How Followers of Christ Can Serve the Common Good
Thoughts after re-reading A Public Faith by Miroslav Volf
I recently re-read A Public Faith by Miroslav Volf in preparation for a future book I’m writing on the church’s moral witness as an apologetic for the truth of God’s revelation. I don’t agree with all that Volf has to say, and his final recommendations are—in my view—practically unworkable. Still, there is much to glean from A Public Faith.
In the end, Volf seems not to perceive politics as I do, as a society’s organized pursuit of justice—a position which I unabashedly derive from Augustine’s The City of God against the Pagans and from the combination of biblical and classical sources that formed Augustine’s thinking. Instead, politics is, for Volf, an organized social enactment of power. As a result, there is a basic rift between my views and Volf’s that most likely cannot be bridged.
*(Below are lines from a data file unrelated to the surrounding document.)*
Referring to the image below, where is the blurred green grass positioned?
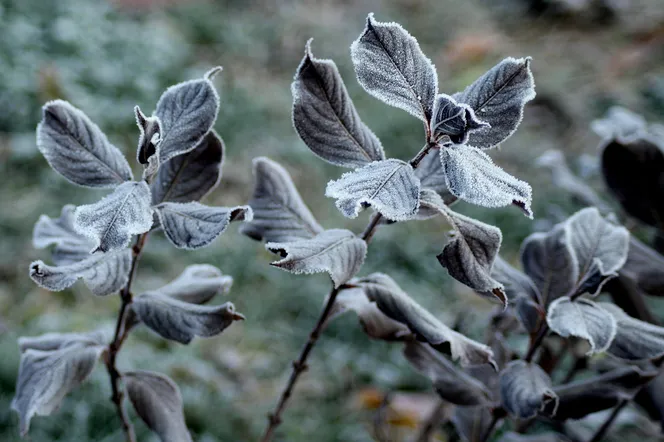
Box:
[0,0,664,442]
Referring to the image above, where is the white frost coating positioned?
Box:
[74,181,152,252]
[30,249,131,296]
[453,57,535,149]
[546,296,617,356]
[440,145,533,218]
[11,344,105,436]
[122,370,192,442]
[37,100,132,187]
[155,201,253,250]
[325,159,420,221]
[291,40,385,167]
[350,14,438,124]
[265,229,367,287]
[240,157,323,242]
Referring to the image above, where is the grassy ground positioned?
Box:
[0,0,664,442]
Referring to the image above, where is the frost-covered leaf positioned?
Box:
[437,209,507,306]
[155,264,233,304]
[565,207,629,295]
[154,70,219,163]
[353,273,495,366]
[454,57,535,149]
[74,181,152,252]
[32,204,94,265]
[30,249,132,296]
[598,302,664,361]
[122,370,192,442]
[240,157,323,242]
[131,292,244,344]
[404,342,490,405]
[155,201,253,250]
[265,229,367,287]
[37,100,132,187]
[521,224,579,305]
[350,14,438,122]
[325,159,420,221]
[440,145,533,218]
[291,40,385,167]
[11,344,104,436]
[500,360,558,419]
[150,130,224,205]
[546,296,617,355]
[431,94,490,144]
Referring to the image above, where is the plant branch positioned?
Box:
[106,233,148,442]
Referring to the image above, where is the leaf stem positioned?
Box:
[106,233,148,442]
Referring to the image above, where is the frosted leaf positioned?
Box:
[30,249,132,296]
[353,273,496,367]
[150,130,224,205]
[521,224,579,305]
[32,204,94,265]
[154,71,219,163]
[122,370,192,442]
[453,57,535,149]
[37,100,132,187]
[546,296,617,356]
[11,344,105,436]
[500,361,558,419]
[240,157,323,242]
[155,264,233,304]
[131,292,244,344]
[325,159,420,221]
[155,201,253,250]
[74,181,152,252]
[565,207,629,295]
[431,94,490,144]
[437,208,507,307]
[350,14,438,123]
[404,342,490,406]
[265,229,367,287]
[440,145,533,218]
[291,40,385,167]
[598,302,664,361]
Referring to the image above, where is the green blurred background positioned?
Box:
[0,0,664,442]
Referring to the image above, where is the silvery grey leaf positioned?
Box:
[154,71,219,163]
[155,201,253,250]
[240,157,323,242]
[32,204,94,265]
[37,100,132,187]
[150,130,224,205]
[350,14,438,123]
[431,94,490,144]
[565,207,629,295]
[131,292,244,344]
[440,145,533,218]
[155,264,233,304]
[11,344,105,436]
[122,370,192,442]
[325,159,420,221]
[74,181,152,252]
[404,342,490,406]
[291,40,385,167]
[546,296,617,356]
[521,224,579,305]
[265,229,367,287]
[599,302,664,361]
[437,205,507,306]
[453,57,535,149]
[353,273,496,367]
[500,360,558,419]
[30,249,132,296]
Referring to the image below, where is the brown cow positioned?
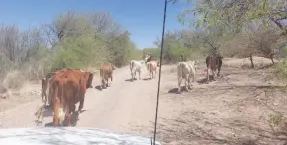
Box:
[41,68,69,105]
[147,60,159,79]
[51,70,93,126]
[100,63,115,88]
[37,69,93,125]
[205,54,223,83]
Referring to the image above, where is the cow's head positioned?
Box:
[111,64,116,70]
[85,72,94,88]
[156,61,160,67]
[144,54,150,63]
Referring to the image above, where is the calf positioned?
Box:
[205,54,223,83]
[177,61,197,93]
[100,63,115,88]
[147,61,158,79]
[130,55,150,80]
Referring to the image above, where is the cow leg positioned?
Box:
[212,70,215,81]
[185,74,189,91]
[78,93,85,112]
[217,64,221,77]
[206,68,209,83]
[106,78,109,87]
[65,105,71,126]
[154,68,156,78]
[177,77,182,93]
[53,98,60,126]
[110,75,113,86]
[187,74,191,90]
[138,71,141,79]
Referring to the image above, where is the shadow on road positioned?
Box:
[44,112,79,127]
[95,85,103,91]
[168,86,187,94]
[142,78,152,81]
[125,78,137,82]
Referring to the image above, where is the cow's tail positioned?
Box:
[177,63,183,79]
[100,68,105,86]
[130,61,134,71]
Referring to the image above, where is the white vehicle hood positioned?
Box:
[0,127,160,145]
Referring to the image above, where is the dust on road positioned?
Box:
[0,59,287,145]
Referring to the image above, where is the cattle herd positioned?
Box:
[35,54,222,126]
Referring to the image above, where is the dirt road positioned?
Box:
[0,58,287,145]
[0,67,160,135]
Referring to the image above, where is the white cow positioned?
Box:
[147,60,159,79]
[130,55,150,80]
[177,61,197,93]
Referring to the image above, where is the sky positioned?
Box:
[0,0,192,49]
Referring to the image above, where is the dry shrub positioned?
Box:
[2,70,25,90]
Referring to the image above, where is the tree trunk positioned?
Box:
[249,54,254,68]
[270,54,274,64]
[270,57,274,64]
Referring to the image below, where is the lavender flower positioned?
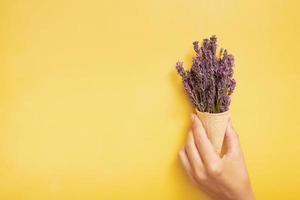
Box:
[176,35,236,113]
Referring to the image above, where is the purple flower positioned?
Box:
[176,35,236,113]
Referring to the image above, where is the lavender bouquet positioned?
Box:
[176,36,236,152]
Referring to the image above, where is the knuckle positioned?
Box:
[207,164,222,177]
[195,170,206,183]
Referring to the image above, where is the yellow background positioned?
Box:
[0,0,300,200]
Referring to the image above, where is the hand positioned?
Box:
[179,114,255,200]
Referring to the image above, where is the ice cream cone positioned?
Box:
[196,110,230,154]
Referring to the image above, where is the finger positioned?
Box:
[179,149,196,184]
[185,130,204,174]
[192,114,219,165]
[224,120,240,154]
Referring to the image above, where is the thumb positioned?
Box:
[224,119,240,154]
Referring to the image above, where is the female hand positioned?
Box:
[179,114,255,200]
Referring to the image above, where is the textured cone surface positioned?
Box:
[196,110,230,153]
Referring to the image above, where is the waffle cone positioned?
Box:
[196,110,230,154]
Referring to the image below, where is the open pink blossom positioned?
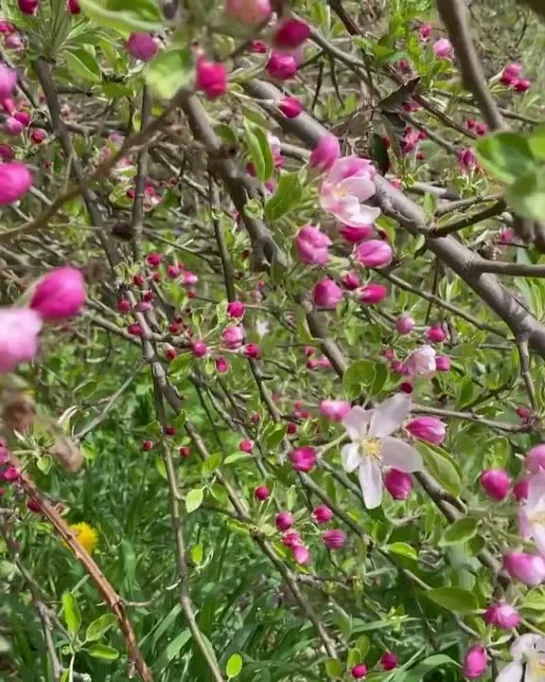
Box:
[519,469,545,554]
[341,393,422,509]
[0,308,42,373]
[320,156,380,227]
[496,634,545,682]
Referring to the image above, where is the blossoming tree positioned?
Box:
[0,0,545,682]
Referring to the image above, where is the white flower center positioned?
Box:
[360,437,380,461]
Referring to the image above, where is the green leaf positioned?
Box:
[528,125,545,161]
[244,120,270,182]
[325,658,343,679]
[64,49,102,83]
[441,516,479,545]
[85,613,117,642]
[225,654,242,679]
[146,49,194,99]
[343,360,377,400]
[354,635,371,661]
[80,0,163,35]
[185,488,204,514]
[89,644,119,661]
[62,592,81,635]
[265,173,303,220]
[253,126,274,182]
[505,169,545,220]
[385,542,418,559]
[416,441,462,496]
[424,587,479,613]
[477,133,536,184]
[190,545,204,565]
[402,654,459,682]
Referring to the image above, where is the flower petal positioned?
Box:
[369,393,411,438]
[381,437,424,474]
[508,633,543,656]
[341,443,361,474]
[496,661,524,682]
[358,457,382,509]
[532,523,545,554]
[341,405,373,440]
[337,176,375,201]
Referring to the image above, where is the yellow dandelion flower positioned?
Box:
[68,521,98,554]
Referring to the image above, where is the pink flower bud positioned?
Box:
[248,40,269,54]
[405,346,437,378]
[426,324,447,343]
[18,0,38,14]
[221,325,244,350]
[0,308,42,373]
[396,315,416,335]
[127,33,159,62]
[195,55,227,99]
[502,62,522,78]
[418,24,432,40]
[435,355,450,372]
[341,271,361,291]
[146,251,162,268]
[405,417,447,445]
[458,147,477,170]
[265,52,298,81]
[293,545,310,564]
[272,19,310,50]
[350,663,367,680]
[216,355,229,374]
[4,116,25,137]
[274,512,293,533]
[227,301,244,319]
[308,133,341,173]
[524,443,545,474]
[513,78,532,92]
[242,343,261,360]
[254,485,271,502]
[282,530,301,549]
[30,128,47,144]
[2,466,19,483]
[356,284,388,305]
[295,225,332,265]
[322,528,346,550]
[0,161,32,206]
[320,400,350,422]
[354,239,393,268]
[480,469,511,502]
[13,110,31,128]
[503,552,545,587]
[225,0,272,26]
[513,478,530,502]
[380,651,399,671]
[290,445,318,472]
[276,97,303,118]
[312,504,333,524]
[191,341,208,358]
[30,267,85,320]
[384,469,413,500]
[463,644,488,680]
[483,601,520,630]
[339,225,373,244]
[313,277,343,310]
[0,63,17,100]
[432,38,454,59]
[4,33,25,50]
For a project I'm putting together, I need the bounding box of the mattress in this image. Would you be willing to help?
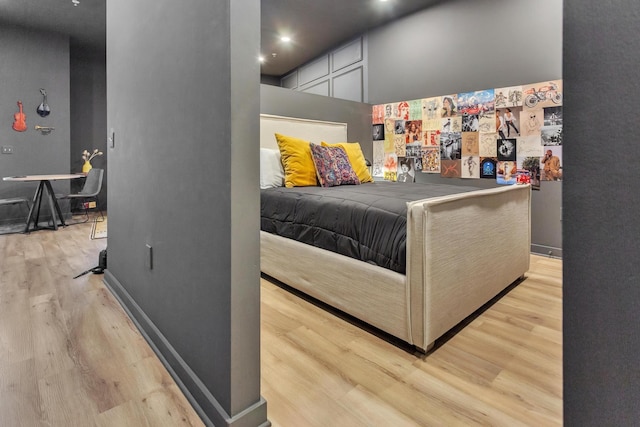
[260,181,478,274]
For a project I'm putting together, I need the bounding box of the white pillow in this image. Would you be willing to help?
[260,148,284,188]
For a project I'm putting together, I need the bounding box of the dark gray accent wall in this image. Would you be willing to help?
[368,0,571,256]
[260,84,373,160]
[0,26,70,224]
[70,45,108,210]
[563,0,640,427]
[105,0,268,426]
Volf rightly recognizes that, in many contemporary Western contexts, there is no longer any common consensus grounded in shared metaphysics, rationality, or morality. Yet he does not seem to recognize this loss of common ground as an unsustainable crisis. Instead, with Nicholas Wolterstorff, Volf advocates the notion that every perspective, whether religious and non-religious, should address political issues in its own voice—that is to say, from the perspective of its own tradition—and that each of these voices should have an equal say in the social order.
The problem is that, if no common ground remains, no consensus can emerge from such cacophony. Some transcendent reality must be shared if a social order is to be sustained.
This shared reality might be a core set of values that engenders a commitment to mutual obligations. Or it might be a shared commitment to a generic deity with the assumption that this deity has formed the grain of the universe in such a way that conformity to certain natural laws are more likely to result in human flourishing. Until relatively recently, some form of this arrangement has sustained many Western societies.